Cash Flow

What is Cash Flow Statement

Cash Flow Statement

What is Cash Flow Statement

Cash Flow Statement is mandatory to report as per the international accounting standard (IAS) 1 every company is required to present the financial reports at the end of the financial year. It shows the report of cash inflow and out flow from the organization. Before explaining the topic I would like to explain each word

  • Cash is a monetary term, Cash equivalent Refer to the coins, currency, Prize bond, Marketable securities. Or most liquid things like bank balance i.e. check and foreign currency.
  • The flow here refers to the change from one place to another of cash; here in accounting, we can say monetary transaction. It may be inflow or outflow of the organization.
  • Statements refer to the standard format of recording the cash movement.

The cash flow statements provide information about the movement of money into a business. Such as cash receipts (inflow of cash) payment (outflow of cash) in the accounting year. Flows of cash check by the different period of time. Cash flow represents the flow of statement period to period. Its provide information regarding the liquidity of the firm. Its explain the reasons for the increase or the decrease in the cash balance from one balance sheet data to the next classifies the reasons for the change as an operating, investing and financing activities.

The international accounting standard 7 (IAS 7) is purely designed for cash flow statements. It is also known as the statement of Cash flow.
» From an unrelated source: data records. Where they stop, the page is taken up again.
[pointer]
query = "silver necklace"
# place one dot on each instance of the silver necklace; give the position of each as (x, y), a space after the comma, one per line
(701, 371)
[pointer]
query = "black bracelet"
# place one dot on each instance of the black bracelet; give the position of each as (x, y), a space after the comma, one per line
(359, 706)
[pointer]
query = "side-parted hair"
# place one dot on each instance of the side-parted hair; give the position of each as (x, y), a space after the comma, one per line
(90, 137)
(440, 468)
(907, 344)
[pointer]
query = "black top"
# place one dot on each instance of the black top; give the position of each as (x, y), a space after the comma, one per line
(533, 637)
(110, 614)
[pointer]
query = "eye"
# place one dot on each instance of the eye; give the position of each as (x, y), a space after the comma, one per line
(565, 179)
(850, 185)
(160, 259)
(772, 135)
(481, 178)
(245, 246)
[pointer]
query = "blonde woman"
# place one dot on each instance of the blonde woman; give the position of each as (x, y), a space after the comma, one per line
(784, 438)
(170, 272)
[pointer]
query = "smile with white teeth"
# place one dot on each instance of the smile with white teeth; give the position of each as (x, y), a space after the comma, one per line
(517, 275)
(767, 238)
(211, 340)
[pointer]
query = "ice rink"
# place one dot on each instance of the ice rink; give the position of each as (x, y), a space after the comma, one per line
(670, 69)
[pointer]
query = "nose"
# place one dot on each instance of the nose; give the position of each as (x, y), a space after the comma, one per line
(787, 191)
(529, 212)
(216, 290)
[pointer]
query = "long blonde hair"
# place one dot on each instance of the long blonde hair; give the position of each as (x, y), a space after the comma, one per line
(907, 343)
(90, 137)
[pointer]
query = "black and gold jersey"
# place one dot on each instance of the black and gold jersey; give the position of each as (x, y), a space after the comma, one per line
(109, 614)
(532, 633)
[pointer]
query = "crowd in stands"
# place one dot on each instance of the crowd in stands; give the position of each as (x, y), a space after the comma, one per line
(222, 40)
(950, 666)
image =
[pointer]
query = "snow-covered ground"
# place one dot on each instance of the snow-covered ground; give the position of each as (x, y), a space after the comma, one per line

The Difference between the Income statement and the Cash flow statement is accrual accounting. An income statement shows the items related to the financial period but cash flow represents cash basis transaction irrespective the effect of what financial accounting period.

Cash Inflow and Out Flow

Operating activities Investing activities

Financing activities

  • When cash receipts
  • Exceed cash expenditures
  • Sale of property
  • Plant and equipment
  • Collection of loan to others entities
  • Issuance of equity securities
  • Issuance of debentures

What is the Purpose of Cash Flow Statements?

Here the purpose of it is to bind the companies to present the statement in prescribed standard cash flow statement format. So user or stakeholder comes to know about companies activities. Here it’s up to the user what he gets and observes. Main objectives are as mentioned below

  • To enable the user to analyze the change in net assets of the company.
  • Nature of the company and its focus on what types of activities.
  • Management skills are observed, how they generate liquid current asset for operating the business.
  • Finding how much cash is generated or used from different types of activities.
  • Liquidity of organization for meeting the expense or loan etc. and ability to meet the uncertainty.
  • Provide information about cash inflow and out flow during the period
  • Provide information about cash changes between two balance sheet data
  • Discloses items that effect the balance sheet but do not show up in the income statement
  • Categories changes as operating, investing or financing activities
  • Highlight cash flow from different activities
  • Short term planning
  • Cash flow information helps to understand business liquidity position
  • Efficient cash management
  • Prediction of cash sickness
  • Comparison with budget
  • Current cash position

Basically, it’s one of the best financial analytic tools to observe the financial position of the company. Its helps and update the lender to know the worth for paying back the loan. Employees need to know the WPPF and for shareholders to know profit and dividend importance.

Just like law and order are made in every country for regulating the nation and operations for peace and balance in society. Everyone knows their limits and scope for working. Same here companies and stakeholders are

Methods of Calculating CFS

  1. Direct Method: Summary of Cash Register Receipts and payments to each head of the account of operating activities. Here simple show the items instead of adjusting items from accrual basis to cash basis.
  2. Indirect Method: In this need, some changes and adjustment are presented, start from net profit and then adjust the non-cash items.

Classification of Statement of Cash Flow:

Cash flow statement extracted the amount of net income in a period is usually different than the amount of increase in cash in the same period. Cash flow statement discloses the additional information related to the significant non cash investing and financing activities and also show a record of cash paid for interest and taxes. The circulation of cash within the business is determined through various below activities.

  1. Operating Activities
  2. Investing Activities
  3. Financial Activities

Operating Activities

This section relates to the profit and loss account items. The activities are those which are purely revenue-producing activities of the organization. Examples are as mentioned below

  • Cash Received against the sale of goods, products
  • Cash received in charge of providing services
  • Commission, Fees, royalties’ derived cash to the organization.
  • Cash paid to the supplies against the purchase of goods and services
  • Cash paid to Employees, Salaries, and Wages, etc.
  • Cash paid to dealers for the contract of trading activities

Investing Activities

This section related to long term assets of the organization. Get the data from the balance sheet. This section is important for investors, which helps in decision making. These are capital nature expenditures. Examples are as mentioned below

  • Cash payments for the purchase of fixed assets, like plan and machinery, equipment’s
  • Cash Received on the sale of long term assets. Like land and building, plant and machinery.
  • Purchasing investment, shares, bonds, Stock

Financing Activities

As the name indicates Cash activities related to the financing the matter come in this part of statements. Like payment of a refund of loan, those items which are directly effected on capital and liabilities of the organization are involved in this disclosure.